Part of Rothstein J.’s concern with an interpretation based on the service provided (instead of the actual operations) is that it “has the potential to sweep under federal jurisdiction many enterprises that heretofore have been understood as being subject to provincial jurisdiction”. He cites the example (taken from the submissions of the Attorney General of Ontario, who was intervening in the case) of a travel agency whose dominant purpose is to facilitate interprovincial and international travel. Under a service-based test, would the agency now fall under federal jurisdiction? Would an online company that arranges for door-to-door delivery of its products?
With respect, the Attorney General’s concerns are somewhat overblown. A travel agency acts as an intermediary between a customer and the eventual service provider to arrange travel on particular terms. Its service is the arrangement of a travel itinerary, and the provision of that service does not cross provincial boundaries. The agency does not undertake to have its employees pick up customers, drive them to the airport, see them through security and on to the plane, and then meet them at their destination and drive them to their hotel. Similarly, an online company does not generally take care of the delivery of its own goods. After engaging in the sale transaction, the company passes off the goods to a third party that takes care of the shipping service, such as the post office or an express shipping service.
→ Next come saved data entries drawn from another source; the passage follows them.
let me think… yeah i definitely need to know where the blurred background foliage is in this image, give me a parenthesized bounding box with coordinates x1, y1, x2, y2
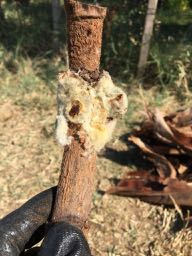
(0, 0, 192, 89)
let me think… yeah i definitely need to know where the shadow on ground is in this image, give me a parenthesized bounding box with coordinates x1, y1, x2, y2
(100, 132, 153, 170)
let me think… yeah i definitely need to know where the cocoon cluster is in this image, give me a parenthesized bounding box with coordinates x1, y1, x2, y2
(56, 69, 128, 152)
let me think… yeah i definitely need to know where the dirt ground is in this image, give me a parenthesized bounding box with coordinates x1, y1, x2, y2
(1, 96, 192, 256)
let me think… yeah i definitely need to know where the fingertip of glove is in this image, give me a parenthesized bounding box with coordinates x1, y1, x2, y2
(39, 222, 91, 256)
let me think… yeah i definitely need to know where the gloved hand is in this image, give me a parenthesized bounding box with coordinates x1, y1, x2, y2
(0, 187, 91, 256)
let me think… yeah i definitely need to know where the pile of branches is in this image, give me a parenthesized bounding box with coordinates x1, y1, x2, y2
(108, 108, 192, 208)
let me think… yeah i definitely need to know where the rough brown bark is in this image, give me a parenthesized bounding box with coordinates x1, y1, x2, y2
(52, 0, 107, 232)
(52, 137, 97, 230)
(65, 0, 106, 82)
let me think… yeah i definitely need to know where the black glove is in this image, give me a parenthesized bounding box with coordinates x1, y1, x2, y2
(0, 187, 91, 256)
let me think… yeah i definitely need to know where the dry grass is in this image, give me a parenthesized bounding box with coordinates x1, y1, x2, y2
(1, 58, 192, 255)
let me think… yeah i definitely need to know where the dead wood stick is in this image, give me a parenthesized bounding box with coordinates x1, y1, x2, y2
(52, 0, 107, 232)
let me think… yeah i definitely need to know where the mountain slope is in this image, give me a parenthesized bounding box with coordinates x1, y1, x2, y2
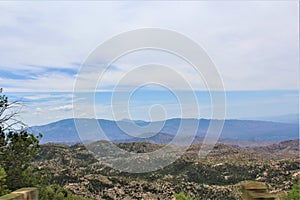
(32, 139, 300, 199)
(31, 118, 299, 145)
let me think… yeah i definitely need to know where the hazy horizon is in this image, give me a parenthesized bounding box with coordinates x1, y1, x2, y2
(5, 90, 298, 126)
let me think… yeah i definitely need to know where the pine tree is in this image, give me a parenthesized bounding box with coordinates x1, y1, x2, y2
(0, 88, 42, 190)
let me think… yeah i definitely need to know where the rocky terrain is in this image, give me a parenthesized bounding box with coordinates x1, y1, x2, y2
(32, 139, 300, 199)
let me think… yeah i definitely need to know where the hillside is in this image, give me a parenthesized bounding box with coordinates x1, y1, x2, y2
(32, 139, 300, 199)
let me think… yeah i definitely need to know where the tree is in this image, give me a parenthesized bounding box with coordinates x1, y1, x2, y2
(39, 184, 91, 200)
(0, 129, 42, 190)
(0, 88, 23, 129)
(0, 88, 42, 190)
(287, 182, 300, 200)
(174, 192, 195, 200)
(0, 165, 9, 196)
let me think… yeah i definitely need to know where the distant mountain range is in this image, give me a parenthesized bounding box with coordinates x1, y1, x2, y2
(245, 113, 299, 124)
(30, 118, 299, 146)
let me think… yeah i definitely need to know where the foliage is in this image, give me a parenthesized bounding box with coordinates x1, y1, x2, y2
(0, 126, 42, 190)
(0, 89, 43, 190)
(174, 192, 195, 200)
(0, 89, 88, 200)
(0, 166, 9, 196)
(39, 184, 91, 200)
(287, 182, 300, 200)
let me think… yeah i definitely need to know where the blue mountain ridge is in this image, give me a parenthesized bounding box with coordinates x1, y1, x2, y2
(30, 118, 299, 145)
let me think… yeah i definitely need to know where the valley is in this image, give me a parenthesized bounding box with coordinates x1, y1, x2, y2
(32, 139, 300, 199)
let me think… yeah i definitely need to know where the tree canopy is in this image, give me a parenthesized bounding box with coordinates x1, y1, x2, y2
(0, 88, 42, 190)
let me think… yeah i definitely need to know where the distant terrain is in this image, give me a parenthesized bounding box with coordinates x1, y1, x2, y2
(32, 139, 300, 199)
(246, 113, 299, 124)
(31, 118, 299, 146)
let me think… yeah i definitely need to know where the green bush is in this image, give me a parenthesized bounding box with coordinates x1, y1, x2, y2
(0, 166, 9, 196)
(0, 89, 43, 190)
(39, 184, 91, 200)
(174, 192, 195, 200)
(287, 182, 300, 200)
(0, 128, 42, 190)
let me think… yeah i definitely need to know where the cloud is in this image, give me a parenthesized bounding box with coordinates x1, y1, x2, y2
(51, 105, 73, 111)
(2, 71, 76, 92)
(0, 1, 298, 93)
(23, 94, 55, 100)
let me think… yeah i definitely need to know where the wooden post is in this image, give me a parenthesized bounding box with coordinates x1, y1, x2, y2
(0, 188, 38, 200)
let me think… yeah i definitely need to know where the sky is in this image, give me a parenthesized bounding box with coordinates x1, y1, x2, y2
(0, 1, 299, 125)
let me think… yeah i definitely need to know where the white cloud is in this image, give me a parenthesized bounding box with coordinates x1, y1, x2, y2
(0, 1, 298, 92)
(23, 94, 54, 100)
(2, 72, 76, 92)
(51, 105, 73, 111)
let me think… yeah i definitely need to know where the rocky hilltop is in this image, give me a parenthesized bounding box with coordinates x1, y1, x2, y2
(32, 139, 300, 199)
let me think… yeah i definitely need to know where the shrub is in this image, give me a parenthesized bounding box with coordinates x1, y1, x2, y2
(0, 166, 9, 196)
(39, 184, 91, 200)
(287, 182, 300, 200)
(174, 192, 195, 200)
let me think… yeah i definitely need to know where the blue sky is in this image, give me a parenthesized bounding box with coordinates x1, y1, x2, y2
(0, 1, 299, 125)
(6, 90, 298, 126)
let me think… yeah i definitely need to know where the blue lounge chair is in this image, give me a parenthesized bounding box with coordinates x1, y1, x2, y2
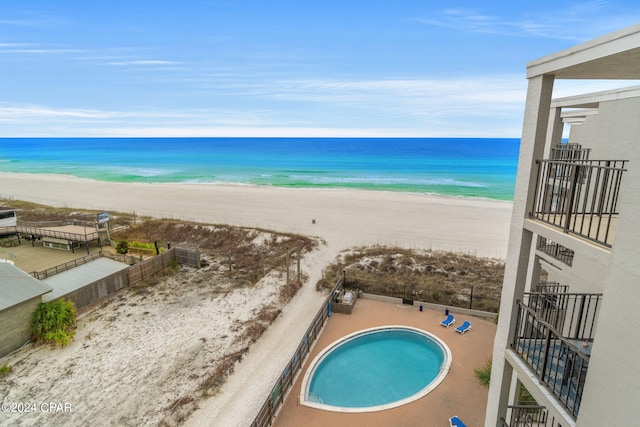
(449, 415, 467, 427)
(455, 320, 472, 334)
(440, 314, 455, 327)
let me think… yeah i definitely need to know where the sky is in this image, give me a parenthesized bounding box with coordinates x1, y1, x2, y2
(1, 1, 639, 138)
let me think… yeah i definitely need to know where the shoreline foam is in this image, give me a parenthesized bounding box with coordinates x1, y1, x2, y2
(0, 170, 512, 426)
(0, 171, 512, 258)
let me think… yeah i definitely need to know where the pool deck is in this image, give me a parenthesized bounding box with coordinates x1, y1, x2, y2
(273, 297, 496, 427)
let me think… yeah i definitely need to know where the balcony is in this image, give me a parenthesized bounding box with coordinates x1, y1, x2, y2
(536, 236, 574, 266)
(531, 159, 627, 247)
(501, 404, 562, 427)
(512, 292, 602, 418)
(550, 143, 590, 162)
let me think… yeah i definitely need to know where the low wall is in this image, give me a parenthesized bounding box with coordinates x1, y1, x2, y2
(360, 293, 498, 320)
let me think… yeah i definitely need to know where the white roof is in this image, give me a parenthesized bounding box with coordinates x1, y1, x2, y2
(0, 261, 52, 312)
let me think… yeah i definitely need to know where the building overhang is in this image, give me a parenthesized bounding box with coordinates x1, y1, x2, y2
(527, 23, 640, 80)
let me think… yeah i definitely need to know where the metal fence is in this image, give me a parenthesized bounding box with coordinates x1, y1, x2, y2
(342, 276, 500, 313)
(536, 236, 574, 266)
(501, 404, 562, 427)
(250, 276, 343, 427)
(532, 159, 627, 247)
(512, 292, 602, 418)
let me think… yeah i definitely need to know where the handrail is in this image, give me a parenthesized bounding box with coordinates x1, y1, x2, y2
(516, 301, 593, 358)
(531, 159, 628, 247)
(31, 252, 106, 279)
(513, 293, 601, 418)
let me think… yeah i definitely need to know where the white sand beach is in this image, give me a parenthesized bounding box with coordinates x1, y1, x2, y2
(0, 172, 511, 258)
(0, 171, 512, 426)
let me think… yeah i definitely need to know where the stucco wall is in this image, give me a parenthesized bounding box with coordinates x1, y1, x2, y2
(569, 97, 640, 161)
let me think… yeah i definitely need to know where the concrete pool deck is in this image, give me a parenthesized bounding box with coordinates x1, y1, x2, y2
(273, 298, 496, 427)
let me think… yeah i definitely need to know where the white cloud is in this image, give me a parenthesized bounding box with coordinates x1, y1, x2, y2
(417, 3, 640, 42)
(4, 75, 632, 138)
(0, 74, 532, 137)
(0, 48, 83, 55)
(107, 59, 181, 66)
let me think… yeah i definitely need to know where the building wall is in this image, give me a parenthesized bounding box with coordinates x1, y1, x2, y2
(570, 97, 640, 427)
(491, 93, 640, 426)
(569, 97, 640, 161)
(0, 298, 40, 357)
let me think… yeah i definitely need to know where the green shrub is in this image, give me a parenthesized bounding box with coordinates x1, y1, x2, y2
(116, 240, 129, 254)
(474, 359, 492, 388)
(31, 299, 77, 347)
(0, 363, 12, 378)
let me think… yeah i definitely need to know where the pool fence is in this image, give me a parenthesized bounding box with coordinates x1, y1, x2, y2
(250, 276, 343, 427)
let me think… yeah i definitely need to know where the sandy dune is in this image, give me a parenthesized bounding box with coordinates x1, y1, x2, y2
(0, 172, 512, 426)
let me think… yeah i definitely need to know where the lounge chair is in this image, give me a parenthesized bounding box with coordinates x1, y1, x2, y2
(455, 320, 472, 334)
(449, 415, 467, 427)
(440, 314, 455, 327)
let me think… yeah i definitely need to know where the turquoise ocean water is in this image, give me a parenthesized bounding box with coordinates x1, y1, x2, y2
(0, 138, 519, 201)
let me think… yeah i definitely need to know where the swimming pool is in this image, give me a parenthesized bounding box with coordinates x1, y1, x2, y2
(299, 326, 452, 412)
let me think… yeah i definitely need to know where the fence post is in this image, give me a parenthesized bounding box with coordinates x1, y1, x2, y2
(286, 249, 290, 284)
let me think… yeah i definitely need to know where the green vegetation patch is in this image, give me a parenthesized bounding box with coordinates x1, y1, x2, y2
(0, 363, 12, 378)
(31, 299, 77, 347)
(475, 359, 492, 388)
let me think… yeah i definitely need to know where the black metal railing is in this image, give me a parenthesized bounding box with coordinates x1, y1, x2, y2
(250, 276, 343, 427)
(501, 404, 561, 427)
(512, 293, 602, 418)
(551, 143, 591, 162)
(536, 236, 574, 266)
(534, 282, 569, 294)
(532, 159, 627, 247)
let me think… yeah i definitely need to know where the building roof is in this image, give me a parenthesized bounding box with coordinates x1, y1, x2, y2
(527, 23, 640, 79)
(0, 261, 52, 312)
(42, 257, 128, 302)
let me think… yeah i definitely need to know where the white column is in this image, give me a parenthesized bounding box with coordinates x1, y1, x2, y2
(485, 74, 555, 426)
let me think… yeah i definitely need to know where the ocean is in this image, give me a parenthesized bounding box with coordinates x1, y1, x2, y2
(0, 138, 519, 201)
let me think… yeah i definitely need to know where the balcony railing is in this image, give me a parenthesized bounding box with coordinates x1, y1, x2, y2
(532, 159, 627, 247)
(534, 282, 569, 294)
(512, 292, 602, 418)
(536, 236, 574, 266)
(551, 143, 591, 161)
(501, 404, 562, 427)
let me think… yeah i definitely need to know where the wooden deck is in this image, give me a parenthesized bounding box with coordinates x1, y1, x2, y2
(0, 239, 112, 275)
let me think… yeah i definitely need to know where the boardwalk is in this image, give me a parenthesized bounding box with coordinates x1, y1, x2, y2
(273, 298, 496, 427)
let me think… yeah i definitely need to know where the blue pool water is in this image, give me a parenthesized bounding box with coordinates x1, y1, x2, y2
(303, 327, 450, 411)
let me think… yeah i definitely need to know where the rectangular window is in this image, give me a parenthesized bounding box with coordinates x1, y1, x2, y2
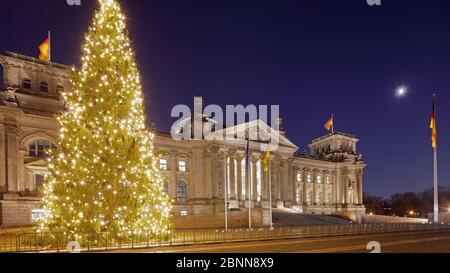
(22, 79, 31, 90)
(30, 144, 37, 158)
(177, 182, 187, 203)
(297, 172, 302, 182)
(35, 175, 45, 188)
(40, 82, 48, 93)
(29, 140, 56, 159)
(326, 191, 332, 204)
(326, 176, 331, 184)
(307, 190, 312, 205)
(317, 175, 322, 184)
(31, 209, 46, 224)
(307, 174, 312, 183)
(178, 160, 186, 172)
(159, 159, 168, 170)
(296, 189, 302, 204)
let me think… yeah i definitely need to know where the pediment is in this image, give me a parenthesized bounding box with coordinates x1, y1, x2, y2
(25, 158, 49, 170)
(207, 119, 299, 150)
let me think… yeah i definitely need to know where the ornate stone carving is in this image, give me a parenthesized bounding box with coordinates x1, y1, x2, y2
(5, 125, 20, 136)
(2, 85, 19, 107)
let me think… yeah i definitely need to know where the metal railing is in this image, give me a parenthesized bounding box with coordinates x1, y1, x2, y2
(1, 223, 449, 253)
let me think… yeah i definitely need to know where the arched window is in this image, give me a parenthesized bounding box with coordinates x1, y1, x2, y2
(176, 181, 187, 203)
(22, 78, 31, 90)
(40, 82, 48, 93)
(29, 140, 57, 159)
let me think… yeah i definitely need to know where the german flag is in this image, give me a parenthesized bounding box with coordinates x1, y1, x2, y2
(430, 99, 437, 148)
(39, 38, 50, 61)
(324, 116, 334, 132)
Neither of these examples succeeds in demonstrating the danger in the approach favoured by the dissenters (and the Court’s precedents).
Constitutional Herbicide?
Rothstein J. grounds his transportation/communication distinction in a historical interpretation of the Constitution Act, 1867. He quotes Professor Hogg (who, in turn, cites R v Big M Drug Mart Ltd, [1985] 1 SCR 295) for the proposition that “Constitutional language, like the language of other texts, must be ‘placed in its proper linguistic, philosophical and historical contexts’.” This is true, but I think, with respect, that the quoted passage is aimed more at explaining the interpretation of phrases such as “property and civil rights” (which certainly does not accord with today’s concept of civil rights) than of the proper scope of provisions of sections 91 and 92. As Binnie J. argues, “Canadian courts have never accepted the sort of ‘originalism’ implicit in my colleague’s historical description of the thinking in 1867.” The fact that the majority did not deal with this argument is somewhat odd, though it probably does not indicate any sort of shift in the Court’s overall approach to this issue.
In the end, the majority seems to sidestep its own test. As Binnie J. points out, Fastfrate seems to meet the test for federal jurisdiction laid down by Rothstein J.: that the “the undertaking itself … facilitates carriage across interprovincial boundaries.” If Fastfrate is not in the business of facilitating the interprovincial carriage of goods, then what is it doing?